Is there a way to simplify my thinking about the N towers of M heights game?

Question

To summarize the game, there are N towers of height M, on each turn the player can reduce a tower to a number that divides its height but doesn't equal its height, and the goal is to make your opponent have no possible moves when its his turn.

For example, if N=2,M=2 then the first player loses because the only moves he can do are to reduce one of the towers to height 1 after which the only move the other player can do is reduce the other tower to height 1 and now the first player has no moves to do.

I started writing this out, but it's getting too complicated for me to really see a "pattern" on the non-prime Ms such as 4. Is there are better way I should be thinking about this?

1 --> Lose
1 1 --> Lose
1 1 1 --> Lose
etc. 

2 --> Win
2 2 --> Lose
2 2 2 --> Win
2 2 2 2 --> Lose
etc. 

3 --> Win
3 3 --> Lose
3 3 3 --> Win
3 3 3 3 --> Lose
etc.

4 --> Win
4 4 --> Lose (see tree below)

                   4,4                        1's turn
                  /   \
                 /     \
                /       \
               /         \
              /           \
            2,4           1,4                 2's turn  
           / \  \         /  \
          /   \  \       /    \
         /     \  \     /      \
        1,4   2,2 1,2  1,1     1,2            1's turn         
       /  \    \     \           \
      /    \    \     \           \
     1,1  1,2   1,2    1,1        1,1         2's turn
          /      \
         /        \
        1,1       1,1                         1's turn

My way of calculating whether player 1 or 2 will win is like

static int Winner(int n, int m)
{
    if(m == 1)
        return 2;
    else if(IsPrime(m))
        return n % 2 == 0 ? 2 : 1;
    else
    {
       // ... ??
    }
}

EDIT: Wow, I just made a wild guess with

static int Winner(int n, int m)
{
    if(m == 1)
        return 2;
    else
        return n % 2 == 0 ? 2 : 1;
}

and it passed all the test cases of the challenge problem. So I "solved" it without understanding why.

Answer 1

The first thing to consider is that when you reduce a tower, dividing its height by one of its divisor (1 aside) is like removing one or more of its prime factors. If you represent each tower's height by the list of its prime factors, then the game just becomes a variant of Nim. On each turn, a player removes one or more of the numbers in one of these lists, and a player wins when he removes the last one(s).

Example game with 2 towers of height 6 :

Tower 1 (height 6) : 2 3  <- First player removes one
Tower 2 (height 6) : 2 3

Tower 1 (height 2) : 2
Tower 2 (height 6) : 2 3  <- Second player removes one

Tower 1 (height 2) : 2    <- First player removes one
Tower 2 (height 2) : 2

Tower 1 (height 1) : 
Tower 2 (height 2) : 2    <- Second player removes one and wins

Once you understand that, you just need to know how to win a Nim game with N heaps of M objects. And Nim has been mathematically solved for any number of initial heaps and objects.

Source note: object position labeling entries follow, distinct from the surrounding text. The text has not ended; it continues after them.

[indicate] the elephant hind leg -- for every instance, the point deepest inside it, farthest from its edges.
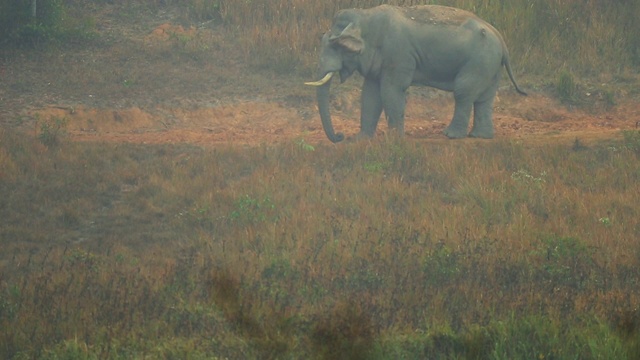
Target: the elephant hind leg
(483, 115)
(460, 122)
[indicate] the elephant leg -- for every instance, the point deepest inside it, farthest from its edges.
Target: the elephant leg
(483, 114)
(394, 101)
(371, 108)
(461, 115)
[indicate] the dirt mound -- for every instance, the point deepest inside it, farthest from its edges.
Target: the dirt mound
(268, 122)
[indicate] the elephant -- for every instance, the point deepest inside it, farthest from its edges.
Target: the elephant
(429, 45)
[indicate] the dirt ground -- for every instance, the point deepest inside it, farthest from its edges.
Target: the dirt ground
(233, 103)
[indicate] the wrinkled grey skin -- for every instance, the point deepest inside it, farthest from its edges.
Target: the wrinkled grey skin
(395, 47)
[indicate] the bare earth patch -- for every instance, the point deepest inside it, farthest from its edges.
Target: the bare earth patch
(159, 82)
(515, 117)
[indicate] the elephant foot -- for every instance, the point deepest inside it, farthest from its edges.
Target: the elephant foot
(481, 134)
(362, 136)
(455, 133)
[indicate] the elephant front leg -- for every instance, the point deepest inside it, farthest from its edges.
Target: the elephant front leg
(371, 108)
(394, 101)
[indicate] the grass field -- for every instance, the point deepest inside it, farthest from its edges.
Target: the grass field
(414, 248)
(390, 249)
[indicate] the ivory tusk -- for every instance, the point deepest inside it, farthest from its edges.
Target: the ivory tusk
(321, 81)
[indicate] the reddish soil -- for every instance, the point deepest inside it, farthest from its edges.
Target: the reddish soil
(535, 116)
(245, 106)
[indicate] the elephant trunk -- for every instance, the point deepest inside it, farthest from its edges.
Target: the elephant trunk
(322, 93)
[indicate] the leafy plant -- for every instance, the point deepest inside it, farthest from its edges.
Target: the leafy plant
(253, 210)
(51, 130)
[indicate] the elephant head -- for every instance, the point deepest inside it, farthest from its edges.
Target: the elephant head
(341, 47)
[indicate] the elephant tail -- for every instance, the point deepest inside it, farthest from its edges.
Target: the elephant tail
(507, 65)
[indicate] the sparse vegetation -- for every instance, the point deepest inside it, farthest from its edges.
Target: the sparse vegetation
(385, 249)
(455, 250)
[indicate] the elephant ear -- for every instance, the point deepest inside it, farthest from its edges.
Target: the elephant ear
(349, 38)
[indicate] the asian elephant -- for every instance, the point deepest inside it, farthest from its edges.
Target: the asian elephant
(395, 47)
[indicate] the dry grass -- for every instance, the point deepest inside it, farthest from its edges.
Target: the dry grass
(277, 251)
(590, 38)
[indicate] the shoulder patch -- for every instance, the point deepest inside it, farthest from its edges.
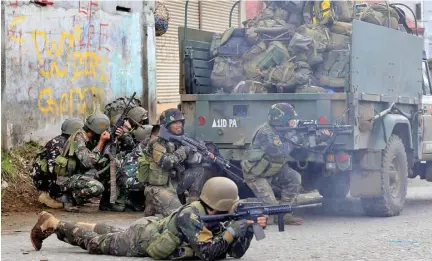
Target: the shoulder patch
(205, 235)
(277, 141)
(159, 148)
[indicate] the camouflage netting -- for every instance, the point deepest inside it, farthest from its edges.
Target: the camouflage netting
(161, 15)
(287, 49)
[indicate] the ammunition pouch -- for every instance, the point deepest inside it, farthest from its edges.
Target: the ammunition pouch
(183, 252)
(64, 167)
(144, 168)
(43, 164)
(157, 176)
(162, 245)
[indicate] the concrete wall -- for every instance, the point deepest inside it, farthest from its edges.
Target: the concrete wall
(66, 59)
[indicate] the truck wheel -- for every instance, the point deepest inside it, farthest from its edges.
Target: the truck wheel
(394, 180)
(336, 186)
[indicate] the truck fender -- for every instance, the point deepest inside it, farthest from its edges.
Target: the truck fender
(393, 123)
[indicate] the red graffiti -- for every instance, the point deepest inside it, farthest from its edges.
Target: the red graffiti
(102, 37)
(13, 4)
(86, 9)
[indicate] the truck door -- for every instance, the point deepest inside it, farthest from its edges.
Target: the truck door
(425, 120)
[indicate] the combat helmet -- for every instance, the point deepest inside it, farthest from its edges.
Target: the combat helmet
(142, 132)
(97, 122)
(71, 125)
(169, 116)
(219, 193)
(137, 114)
(280, 113)
(114, 119)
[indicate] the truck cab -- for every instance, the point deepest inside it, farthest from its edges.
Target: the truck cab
(386, 100)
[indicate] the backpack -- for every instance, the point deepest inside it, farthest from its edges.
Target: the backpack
(227, 73)
(378, 14)
(332, 72)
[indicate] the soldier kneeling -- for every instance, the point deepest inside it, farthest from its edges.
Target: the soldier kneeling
(44, 178)
(181, 235)
(77, 164)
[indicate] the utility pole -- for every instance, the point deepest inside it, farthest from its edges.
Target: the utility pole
(149, 61)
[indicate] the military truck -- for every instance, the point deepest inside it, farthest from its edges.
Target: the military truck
(387, 100)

Since, in your game, a player wins by removing the last prime factor, it is similar to the "normal play" of Nim where the player to pick the last object wins. In this case, the winning strategy is to finish every move with a nim-sum of 0, the nim-sum being the exclusive or of the number of objects in each heap. Read the Wikipedia page for more information and examples. When the game's nim-sum is not 0, it is always possible to make a move that makes it 0. It is impossible otherwise. Therefore, starting a game with a 0 nim-sum means that the first player wins, otherwise the second player wins.

In your case, if the number of towers at the start of a game is even, then the nim-sum is 0 because the towers all have the same height, and the first player wins. Otherwise, if the number of towers is odd, then the second player wins. The only exception is for a height of 1 (which would be an empty Nim game), which makes the second player win by default.

That is why your "wild guess" worked.